Transformers have been successful in processing different data modalities, such as language and image data, which could use transformers with similar architectures to achieve good performance. Leveraging this observation, we propose weight sharing across two transformer backbones and within the same transformer backbone and pruning across two backbones in a unified framework. More specifically, we investigate weight sharing and pruning for two components of the transformers: (1) Multi-Head Attention (MSA) and ( 2) Feed-Forward Network (FFN) layers. To jointly perform weight sharing and pruning, we propose to use a regularization term to align model weights and the desired structure during the multimodal pre-training step. The structure vectors of sharing and pruning are generated by using a hypernetwork, which can capture complex interactions between pruning and sharing across layers and modalities. We train the hypernetwork and model weights iteratively so that the learned structure evolves along with model weights. After minimizing the proposed objective in pre-training step, we perform weight sharing and pruning and fine-tune the compressed model on downstream tasks. Finally, we perform experiments on vision and language tasks, including Referring Expression Comprehension (REC), Visual Question Answering (VQA), and Object Detection using the state-of-the-art grounding based models: MDETR and GLIP. Our experiments show that we can compress these models by 35 -40% by sharing and pruning MSA and FFN weights without almost any loss in accuracy.

1. INTRODUCTION

The dominant architecture in natural language processing (NLP) is Transformer (Vaswani et al., 2017) . Besides NLP, recent advance in computer vision shows that transformer based model, like ViT (Dosovitskiy et al., 2021) or DeiT (Touvron et al., 2020) , can achieve similar or even better performance than convolutional neural networks (CNNs) on various tasks. As a result, it allows us to use architecturally similar models on cross-modal tasks with vision and language data. This setting naturally provides foundations to structurally share weights across different modalities. The advantage of weight sharing is that it encourages weight reuse and thus reduces the number of parameters while maintaining the model capacity to some extent. On the other hand, existing weight sharing techniques have some limitations. Most of them (Lee et al., 2021; You et al., 2022; Lan et al., 2019; Reid et al., 2021) use manually designed sharing rules to share a whole layer or block, largely restricting the flexibility of weight sharing. This reduced flexibility can lead to drastic performance drops.
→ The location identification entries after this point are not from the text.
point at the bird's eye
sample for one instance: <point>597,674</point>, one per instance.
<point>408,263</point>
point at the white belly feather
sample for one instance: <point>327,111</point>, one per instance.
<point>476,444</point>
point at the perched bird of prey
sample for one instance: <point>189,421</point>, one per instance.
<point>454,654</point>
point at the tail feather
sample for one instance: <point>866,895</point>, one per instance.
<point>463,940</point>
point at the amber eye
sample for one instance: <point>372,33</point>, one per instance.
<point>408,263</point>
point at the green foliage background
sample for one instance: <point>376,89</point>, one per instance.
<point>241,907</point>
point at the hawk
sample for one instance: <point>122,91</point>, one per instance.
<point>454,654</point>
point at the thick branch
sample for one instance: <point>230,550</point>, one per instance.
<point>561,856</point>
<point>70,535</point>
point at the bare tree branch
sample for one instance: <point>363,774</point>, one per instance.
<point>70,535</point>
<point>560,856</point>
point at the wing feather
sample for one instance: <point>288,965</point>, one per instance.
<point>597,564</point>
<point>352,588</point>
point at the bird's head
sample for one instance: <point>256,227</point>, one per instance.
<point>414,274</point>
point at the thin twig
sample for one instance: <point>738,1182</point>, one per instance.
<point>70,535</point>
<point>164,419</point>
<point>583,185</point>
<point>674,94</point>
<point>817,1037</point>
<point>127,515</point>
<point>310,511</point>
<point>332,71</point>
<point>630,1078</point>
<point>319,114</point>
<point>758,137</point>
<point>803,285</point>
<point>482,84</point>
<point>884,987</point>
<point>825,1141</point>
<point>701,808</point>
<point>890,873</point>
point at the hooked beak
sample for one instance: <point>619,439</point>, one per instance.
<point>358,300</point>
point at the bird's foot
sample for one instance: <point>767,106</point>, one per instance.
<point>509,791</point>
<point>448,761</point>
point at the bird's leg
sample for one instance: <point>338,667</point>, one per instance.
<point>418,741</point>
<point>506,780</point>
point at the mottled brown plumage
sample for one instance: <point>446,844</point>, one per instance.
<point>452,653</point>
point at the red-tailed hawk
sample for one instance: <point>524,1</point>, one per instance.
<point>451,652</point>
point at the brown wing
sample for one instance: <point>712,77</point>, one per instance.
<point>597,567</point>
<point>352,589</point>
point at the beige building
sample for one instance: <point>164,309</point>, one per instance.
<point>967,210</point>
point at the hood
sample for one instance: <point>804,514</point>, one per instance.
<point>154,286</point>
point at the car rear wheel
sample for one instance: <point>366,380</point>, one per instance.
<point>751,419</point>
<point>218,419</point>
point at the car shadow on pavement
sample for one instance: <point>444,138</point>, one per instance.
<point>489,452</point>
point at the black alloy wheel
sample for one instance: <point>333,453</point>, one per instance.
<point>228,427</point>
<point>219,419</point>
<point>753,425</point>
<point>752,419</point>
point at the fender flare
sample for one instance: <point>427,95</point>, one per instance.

To maximally utilize model parameters, we propose to unify cross-modal sharing, layerwise sharing, and pruning, all in a single unified framework. Unlike previous works, the minimal structure of these operations is a weight vector instead of a whole layer or block, which drastically increases the flexibility of sharing and pruning. Also, to avoid using manually designed strategies, the positions of sharing and pruning are learned in an end-to-end differentiable manner.